Tuesday, April 10, 2012

The Bible and Academic Success


What makes for academic success? A school equipped with the latest computers? Parental achievement and high socio-economic background? The most student-centered teaching techniques? Researcher William Jeynes analyzed more than 1 million student subjects and sifted through 1,000 studies on the achievement gap among minority students and found that “the presence of an active personal faith and a strong family unit erased the education gap completely”:

  • "The meta-analysis yielded some amazing results," Jeynes wrote in a February article on South Dakota Rep.
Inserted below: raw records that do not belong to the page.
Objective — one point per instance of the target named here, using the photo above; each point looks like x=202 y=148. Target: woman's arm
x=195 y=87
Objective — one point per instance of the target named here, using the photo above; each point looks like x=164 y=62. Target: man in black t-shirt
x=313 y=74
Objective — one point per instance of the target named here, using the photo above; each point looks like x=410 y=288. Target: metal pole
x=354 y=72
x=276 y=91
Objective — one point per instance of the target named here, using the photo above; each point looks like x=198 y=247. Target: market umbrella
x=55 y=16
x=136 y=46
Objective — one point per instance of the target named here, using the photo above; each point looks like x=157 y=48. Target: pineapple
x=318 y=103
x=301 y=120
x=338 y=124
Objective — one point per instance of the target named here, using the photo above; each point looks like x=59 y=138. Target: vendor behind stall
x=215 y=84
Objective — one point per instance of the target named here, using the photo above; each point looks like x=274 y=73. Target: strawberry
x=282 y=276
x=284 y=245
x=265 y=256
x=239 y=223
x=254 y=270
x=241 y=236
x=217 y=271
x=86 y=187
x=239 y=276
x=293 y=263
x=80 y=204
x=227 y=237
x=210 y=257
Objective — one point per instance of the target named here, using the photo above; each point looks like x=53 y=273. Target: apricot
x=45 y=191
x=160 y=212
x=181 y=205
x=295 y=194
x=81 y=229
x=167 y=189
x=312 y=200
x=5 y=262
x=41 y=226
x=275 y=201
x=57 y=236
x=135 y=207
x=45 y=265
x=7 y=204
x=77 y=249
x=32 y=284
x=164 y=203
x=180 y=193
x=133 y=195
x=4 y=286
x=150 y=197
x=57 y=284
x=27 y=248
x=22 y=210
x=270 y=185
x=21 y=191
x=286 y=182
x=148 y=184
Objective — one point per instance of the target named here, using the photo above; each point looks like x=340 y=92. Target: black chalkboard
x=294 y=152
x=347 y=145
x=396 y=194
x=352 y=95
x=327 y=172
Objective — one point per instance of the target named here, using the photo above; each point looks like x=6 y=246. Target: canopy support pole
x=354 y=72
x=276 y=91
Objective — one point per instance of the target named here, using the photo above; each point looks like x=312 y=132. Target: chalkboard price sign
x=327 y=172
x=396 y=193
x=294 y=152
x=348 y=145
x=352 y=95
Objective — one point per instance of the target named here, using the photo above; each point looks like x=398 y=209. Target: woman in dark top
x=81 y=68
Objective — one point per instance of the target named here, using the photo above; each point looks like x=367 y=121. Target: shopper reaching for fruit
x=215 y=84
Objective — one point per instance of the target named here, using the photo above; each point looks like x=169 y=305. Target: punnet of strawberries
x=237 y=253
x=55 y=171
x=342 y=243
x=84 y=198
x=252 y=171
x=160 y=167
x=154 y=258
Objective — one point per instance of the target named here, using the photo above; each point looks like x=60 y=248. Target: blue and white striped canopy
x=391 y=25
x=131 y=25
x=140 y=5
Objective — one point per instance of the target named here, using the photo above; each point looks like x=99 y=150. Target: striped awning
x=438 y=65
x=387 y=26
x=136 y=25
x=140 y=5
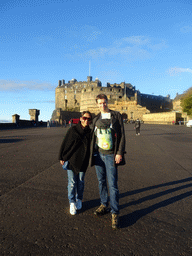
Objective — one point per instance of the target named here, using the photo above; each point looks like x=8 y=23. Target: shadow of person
x=132 y=218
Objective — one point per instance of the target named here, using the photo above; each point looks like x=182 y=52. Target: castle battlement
x=80 y=96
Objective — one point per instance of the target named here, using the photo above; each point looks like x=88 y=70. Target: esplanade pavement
x=155 y=189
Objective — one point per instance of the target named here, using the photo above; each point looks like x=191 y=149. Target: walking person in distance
x=74 y=157
x=137 y=126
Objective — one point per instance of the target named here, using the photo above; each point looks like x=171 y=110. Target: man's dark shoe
x=101 y=210
x=115 y=221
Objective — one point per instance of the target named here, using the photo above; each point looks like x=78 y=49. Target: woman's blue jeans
x=107 y=171
x=75 y=185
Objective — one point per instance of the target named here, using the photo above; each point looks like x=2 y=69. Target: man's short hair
x=86 y=112
x=101 y=97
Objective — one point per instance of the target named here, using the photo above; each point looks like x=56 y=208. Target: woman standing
x=74 y=157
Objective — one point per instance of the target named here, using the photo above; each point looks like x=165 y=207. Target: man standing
x=107 y=151
x=137 y=126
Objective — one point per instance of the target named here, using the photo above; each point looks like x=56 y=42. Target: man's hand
x=118 y=159
x=62 y=162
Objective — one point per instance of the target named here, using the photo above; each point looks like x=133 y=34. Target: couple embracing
x=102 y=146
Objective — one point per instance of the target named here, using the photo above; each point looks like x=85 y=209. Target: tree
x=186 y=101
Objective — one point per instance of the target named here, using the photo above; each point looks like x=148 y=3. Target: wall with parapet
x=162 y=118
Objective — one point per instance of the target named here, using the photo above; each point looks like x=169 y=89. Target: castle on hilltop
x=77 y=96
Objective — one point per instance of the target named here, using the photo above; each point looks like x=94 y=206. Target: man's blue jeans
x=75 y=184
x=106 y=171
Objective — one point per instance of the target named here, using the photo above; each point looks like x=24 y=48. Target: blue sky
x=145 y=43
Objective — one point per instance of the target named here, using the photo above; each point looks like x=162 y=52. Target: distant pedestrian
x=137 y=126
x=74 y=157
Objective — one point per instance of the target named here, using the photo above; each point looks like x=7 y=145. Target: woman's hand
x=62 y=162
x=118 y=159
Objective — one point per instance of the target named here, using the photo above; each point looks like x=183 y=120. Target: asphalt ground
x=155 y=196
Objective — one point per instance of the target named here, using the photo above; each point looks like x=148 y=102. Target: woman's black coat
x=75 y=148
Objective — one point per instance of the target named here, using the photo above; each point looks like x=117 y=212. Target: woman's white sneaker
x=78 y=204
x=72 y=209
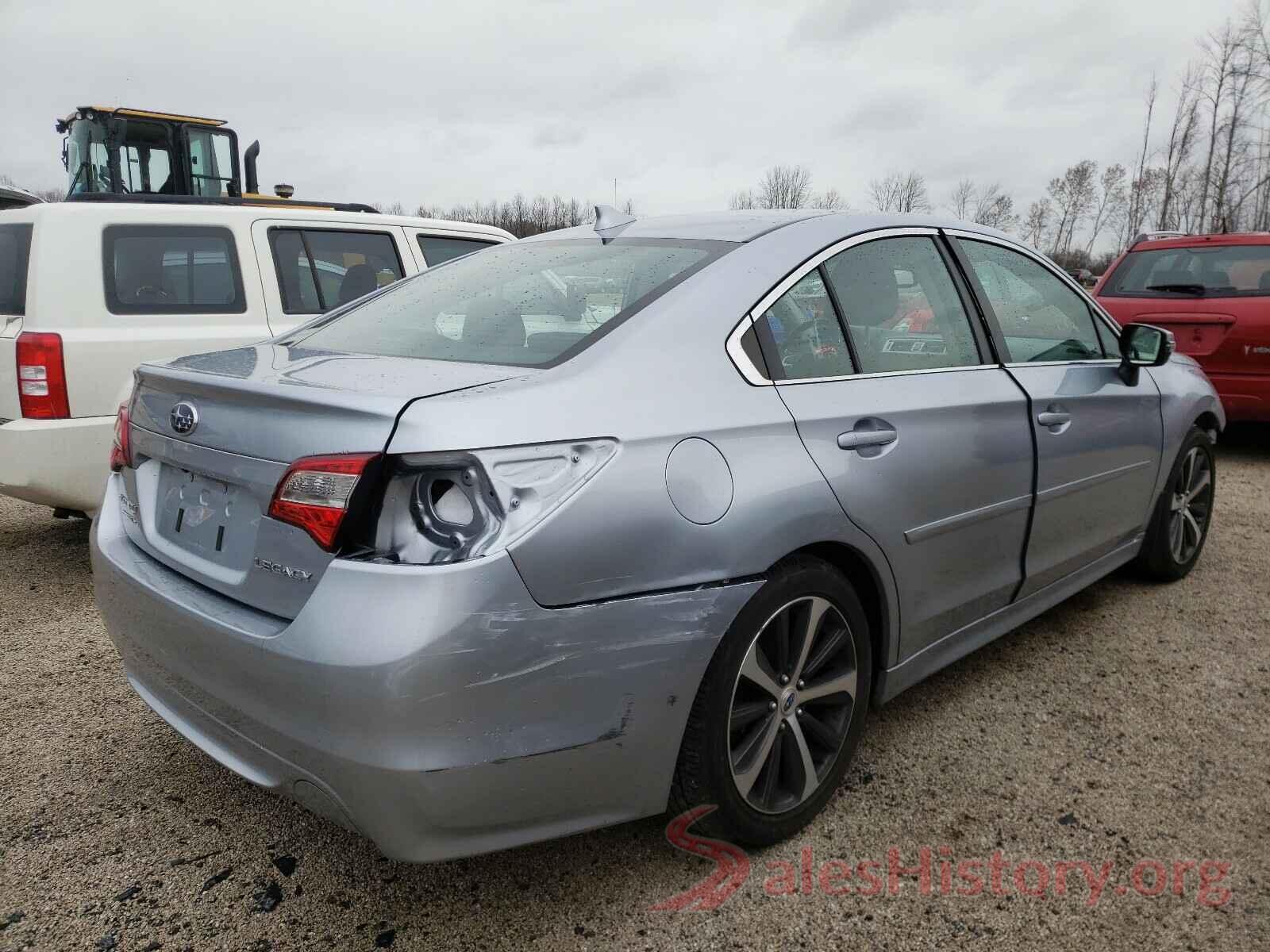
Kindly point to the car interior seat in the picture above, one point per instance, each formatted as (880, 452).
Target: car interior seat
(360, 279)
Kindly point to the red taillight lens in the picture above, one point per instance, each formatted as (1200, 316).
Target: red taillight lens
(42, 378)
(121, 450)
(314, 494)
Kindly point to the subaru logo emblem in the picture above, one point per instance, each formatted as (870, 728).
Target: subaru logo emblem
(183, 418)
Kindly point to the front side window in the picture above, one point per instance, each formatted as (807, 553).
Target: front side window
(518, 304)
(14, 255)
(1041, 317)
(803, 334)
(901, 306)
(1216, 271)
(319, 268)
(438, 248)
(171, 270)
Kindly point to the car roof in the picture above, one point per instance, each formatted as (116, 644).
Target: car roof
(194, 213)
(1246, 238)
(749, 225)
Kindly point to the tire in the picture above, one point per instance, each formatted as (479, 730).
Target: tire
(718, 761)
(1165, 556)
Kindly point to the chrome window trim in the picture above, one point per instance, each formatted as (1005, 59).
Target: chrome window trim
(814, 262)
(887, 374)
(753, 376)
(1099, 362)
(1048, 266)
(745, 366)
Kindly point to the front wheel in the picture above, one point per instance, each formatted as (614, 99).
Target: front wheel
(780, 710)
(1179, 526)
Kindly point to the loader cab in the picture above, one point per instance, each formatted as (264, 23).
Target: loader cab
(137, 152)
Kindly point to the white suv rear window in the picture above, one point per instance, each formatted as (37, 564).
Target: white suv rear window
(171, 270)
(14, 254)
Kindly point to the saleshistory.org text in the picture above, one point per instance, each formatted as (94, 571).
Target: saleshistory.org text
(939, 871)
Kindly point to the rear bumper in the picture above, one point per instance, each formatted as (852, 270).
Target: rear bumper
(56, 463)
(440, 711)
(1246, 397)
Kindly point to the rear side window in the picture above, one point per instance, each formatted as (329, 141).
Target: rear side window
(437, 249)
(171, 270)
(803, 333)
(14, 255)
(1221, 271)
(321, 268)
(901, 306)
(1041, 317)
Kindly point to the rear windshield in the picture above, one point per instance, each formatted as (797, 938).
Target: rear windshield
(171, 270)
(525, 305)
(1219, 271)
(14, 254)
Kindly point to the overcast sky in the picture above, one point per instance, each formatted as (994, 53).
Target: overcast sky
(683, 102)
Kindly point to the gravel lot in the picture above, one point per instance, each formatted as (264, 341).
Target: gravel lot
(1127, 725)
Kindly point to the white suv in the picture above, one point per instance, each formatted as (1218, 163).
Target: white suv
(89, 290)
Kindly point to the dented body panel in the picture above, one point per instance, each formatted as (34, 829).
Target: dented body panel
(413, 724)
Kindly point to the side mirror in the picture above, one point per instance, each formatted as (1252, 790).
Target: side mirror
(1143, 346)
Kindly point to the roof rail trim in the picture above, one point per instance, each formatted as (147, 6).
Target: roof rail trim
(264, 201)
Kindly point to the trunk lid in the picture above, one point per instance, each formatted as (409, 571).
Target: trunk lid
(197, 498)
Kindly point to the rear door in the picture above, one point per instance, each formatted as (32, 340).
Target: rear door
(922, 437)
(1098, 440)
(310, 267)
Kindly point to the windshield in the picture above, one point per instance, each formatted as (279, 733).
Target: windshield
(118, 155)
(526, 305)
(1217, 271)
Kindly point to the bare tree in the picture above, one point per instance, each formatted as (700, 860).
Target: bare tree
(901, 194)
(1134, 209)
(831, 200)
(995, 209)
(1037, 224)
(785, 187)
(963, 200)
(1219, 54)
(1180, 139)
(1072, 196)
(1111, 196)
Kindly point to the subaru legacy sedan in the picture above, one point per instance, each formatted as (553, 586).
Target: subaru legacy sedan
(630, 518)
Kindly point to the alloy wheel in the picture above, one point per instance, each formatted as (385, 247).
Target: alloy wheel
(791, 704)
(1191, 505)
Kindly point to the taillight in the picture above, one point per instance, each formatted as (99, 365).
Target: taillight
(315, 492)
(121, 450)
(42, 378)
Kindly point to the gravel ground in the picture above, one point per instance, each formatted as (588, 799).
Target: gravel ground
(1128, 725)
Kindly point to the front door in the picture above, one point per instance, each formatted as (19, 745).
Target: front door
(1098, 438)
(924, 441)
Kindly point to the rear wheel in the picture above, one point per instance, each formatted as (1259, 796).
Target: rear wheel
(1179, 526)
(781, 708)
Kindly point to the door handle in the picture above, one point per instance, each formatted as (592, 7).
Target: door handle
(855, 440)
(1053, 418)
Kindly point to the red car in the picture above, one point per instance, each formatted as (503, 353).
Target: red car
(1213, 294)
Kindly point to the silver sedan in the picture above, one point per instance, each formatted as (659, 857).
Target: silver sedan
(634, 517)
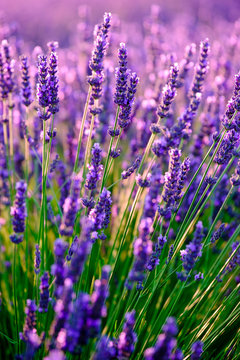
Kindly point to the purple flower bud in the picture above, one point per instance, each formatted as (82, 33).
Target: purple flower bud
(126, 173)
(95, 168)
(197, 350)
(30, 320)
(37, 261)
(53, 84)
(218, 233)
(26, 87)
(44, 293)
(58, 269)
(121, 77)
(154, 259)
(125, 113)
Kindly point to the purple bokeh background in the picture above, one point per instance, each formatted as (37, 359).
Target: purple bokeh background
(39, 21)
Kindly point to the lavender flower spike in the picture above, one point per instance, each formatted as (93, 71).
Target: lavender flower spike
(19, 212)
(95, 169)
(53, 83)
(121, 76)
(42, 87)
(26, 86)
(197, 350)
(44, 293)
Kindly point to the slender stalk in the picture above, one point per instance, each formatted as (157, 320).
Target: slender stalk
(15, 295)
(82, 129)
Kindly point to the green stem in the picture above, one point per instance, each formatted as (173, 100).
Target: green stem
(82, 129)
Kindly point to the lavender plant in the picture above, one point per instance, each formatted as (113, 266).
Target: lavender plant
(123, 239)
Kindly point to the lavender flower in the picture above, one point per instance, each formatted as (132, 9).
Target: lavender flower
(135, 165)
(198, 276)
(100, 45)
(53, 84)
(127, 338)
(26, 87)
(197, 350)
(171, 189)
(184, 170)
(95, 168)
(121, 77)
(37, 261)
(168, 93)
(143, 182)
(8, 67)
(201, 68)
(193, 251)
(70, 208)
(218, 233)
(42, 87)
(106, 349)
(170, 254)
(44, 293)
(19, 212)
(58, 269)
(30, 320)
(154, 259)
(125, 113)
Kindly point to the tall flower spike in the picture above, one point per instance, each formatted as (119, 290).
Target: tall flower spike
(44, 293)
(201, 68)
(37, 261)
(95, 168)
(8, 67)
(26, 86)
(121, 77)
(154, 259)
(100, 45)
(170, 189)
(126, 109)
(53, 84)
(127, 338)
(42, 87)
(19, 212)
(70, 208)
(168, 93)
(30, 321)
(197, 350)
(225, 151)
(58, 269)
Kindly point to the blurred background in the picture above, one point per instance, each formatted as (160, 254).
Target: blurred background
(38, 21)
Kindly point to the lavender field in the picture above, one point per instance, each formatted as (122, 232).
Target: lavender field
(120, 180)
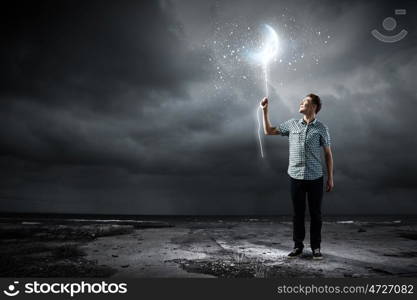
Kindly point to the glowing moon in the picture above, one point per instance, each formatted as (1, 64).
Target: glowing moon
(270, 46)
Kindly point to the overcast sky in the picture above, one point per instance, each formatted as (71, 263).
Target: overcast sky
(147, 107)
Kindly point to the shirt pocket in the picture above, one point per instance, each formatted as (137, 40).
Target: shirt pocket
(296, 135)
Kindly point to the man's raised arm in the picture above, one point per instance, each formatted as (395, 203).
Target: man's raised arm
(268, 129)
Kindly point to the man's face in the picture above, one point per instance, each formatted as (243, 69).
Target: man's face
(306, 107)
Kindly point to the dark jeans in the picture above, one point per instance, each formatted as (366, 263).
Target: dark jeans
(314, 191)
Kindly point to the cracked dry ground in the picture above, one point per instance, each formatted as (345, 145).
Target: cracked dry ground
(258, 248)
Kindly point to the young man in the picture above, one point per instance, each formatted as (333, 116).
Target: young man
(306, 137)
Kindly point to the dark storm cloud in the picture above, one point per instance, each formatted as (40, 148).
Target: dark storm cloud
(110, 108)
Steve Hickey's blog. "Not only did it indicate a powerful relationship between high levels of Bible literacy and strong scholastic results, but also of all the studies that have been undertaken on this topic not even one of them indicated a negative or neutral relationship. Every single study indicated that there existed a positive relationship. Such an overwhelming association is almost unheard of in the research world."
Odd, isn't it, that a book that many claim is no more than a collection of fairy tales should be so strongly associated with academic success!
I don’t know if Jeynes investigated the relationship between Bible literacy and academic performance among the more well-to-do and better-educated Caucasians. However, it is likely that this strong correlation might not hold among this group. If not, why not? Would it be that the Bible had lost its academic potency among the well-to-do or that the well-to-do had lost hold of the Bible?

I would love to see a study following 3-4 generations of atheists. Beliefs exert a profound influence on behavior and perhaps even academic attainment. I wonder what the impact of atheism is trans-generationally. Aware of any studies?